Zulip Chat Archive
Stream: new members
Topic: Creating definitions in Lean
Abhimanyu Pallavi Sudhir (Oct 14 2018 at 10:47):
I am trying to define an equivalence class in Lean, where I already have a binary relation, defined as a variable variable (r : S → S → Prop) -- how would I insert the requirement of binary_relation satisfying equivalence while defining an equivalence class?
Abhimanyu Pallavi Sudhir (Oct 14 2018 at 10:48):
I.e. surely just def class (a : S) : set S := { x | r x a } is not enough. Do I need some squiggly brackets here to impose the requirement equivalence binary_relation?
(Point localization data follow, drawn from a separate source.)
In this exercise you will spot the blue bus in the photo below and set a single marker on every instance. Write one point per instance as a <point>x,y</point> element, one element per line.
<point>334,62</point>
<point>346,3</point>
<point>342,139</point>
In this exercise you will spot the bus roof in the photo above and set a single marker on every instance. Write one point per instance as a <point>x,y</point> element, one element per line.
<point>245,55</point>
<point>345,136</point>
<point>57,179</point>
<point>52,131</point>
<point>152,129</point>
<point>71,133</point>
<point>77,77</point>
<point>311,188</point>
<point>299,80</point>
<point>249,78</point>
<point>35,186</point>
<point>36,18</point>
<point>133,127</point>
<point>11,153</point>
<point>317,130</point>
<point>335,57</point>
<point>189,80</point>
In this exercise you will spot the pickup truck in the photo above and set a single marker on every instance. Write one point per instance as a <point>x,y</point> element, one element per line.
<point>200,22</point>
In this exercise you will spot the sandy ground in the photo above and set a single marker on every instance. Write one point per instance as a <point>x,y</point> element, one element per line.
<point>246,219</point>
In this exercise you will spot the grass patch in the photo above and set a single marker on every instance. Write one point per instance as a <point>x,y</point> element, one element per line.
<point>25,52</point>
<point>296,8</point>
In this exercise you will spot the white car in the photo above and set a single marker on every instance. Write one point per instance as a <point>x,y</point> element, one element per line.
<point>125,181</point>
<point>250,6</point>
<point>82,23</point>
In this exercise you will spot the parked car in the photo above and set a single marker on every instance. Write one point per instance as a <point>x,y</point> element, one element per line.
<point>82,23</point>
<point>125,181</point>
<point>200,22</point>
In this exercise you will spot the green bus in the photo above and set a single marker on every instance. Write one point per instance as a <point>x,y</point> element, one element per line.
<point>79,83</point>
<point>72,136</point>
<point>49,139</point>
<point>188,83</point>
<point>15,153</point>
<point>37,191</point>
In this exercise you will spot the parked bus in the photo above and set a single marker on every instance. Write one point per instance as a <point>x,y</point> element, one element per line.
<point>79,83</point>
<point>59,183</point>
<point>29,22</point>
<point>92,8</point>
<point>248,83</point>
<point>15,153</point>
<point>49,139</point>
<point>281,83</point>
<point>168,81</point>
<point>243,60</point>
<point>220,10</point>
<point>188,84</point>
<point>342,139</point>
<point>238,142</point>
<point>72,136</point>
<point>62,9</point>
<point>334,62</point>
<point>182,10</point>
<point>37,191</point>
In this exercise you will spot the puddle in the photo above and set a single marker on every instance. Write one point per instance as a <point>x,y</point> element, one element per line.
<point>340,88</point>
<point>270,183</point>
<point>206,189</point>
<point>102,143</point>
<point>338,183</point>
Kenny Lau (Oct 14 2018 at 10:52):
the philosophy is that we create the definition as general as possible, and only insert the hypothesis in the proofs
Abhimanyu Pallavi Sudhir (Oct 14 2018 at 10:54):
Perhaps, but I just want to learn how definitions work. Can we make them specific in this way?
Kenny Lau (Oct 14 2018 at 10:55):
def equivalence_class (h : is_equivalence r) (a : S) : set S := { x | r x a }
Abhimanyu Pallavi Sudhir (Oct 14 2018 at 10:58):
Right, and then when using the definition we'd need to provide a proof of is_equivalence r as a parameter, right?
Kenny Lau (Oct 14 2018 at 10:59):
yes
Bryan Gin-ge Chen (Oct 14 2018 at 11:04):
Note that if you use that definition, the variable r becomes something lean can very easily infer. Thus it's convenient to make it implicit (by writing variable {r} immediately beforehand), so that when you use equivalence_class, you won't need to write equivalence_class r h a but only equivalence_class h a.
Kevin Buzzard (Oct 14 2018 at 13:25):
@Abhimanyu Pallavi Sudhir just to note that class is already a keyword in Lean so you might want to stick to Kenny's suggestion of equivalence_class in any experiments you try.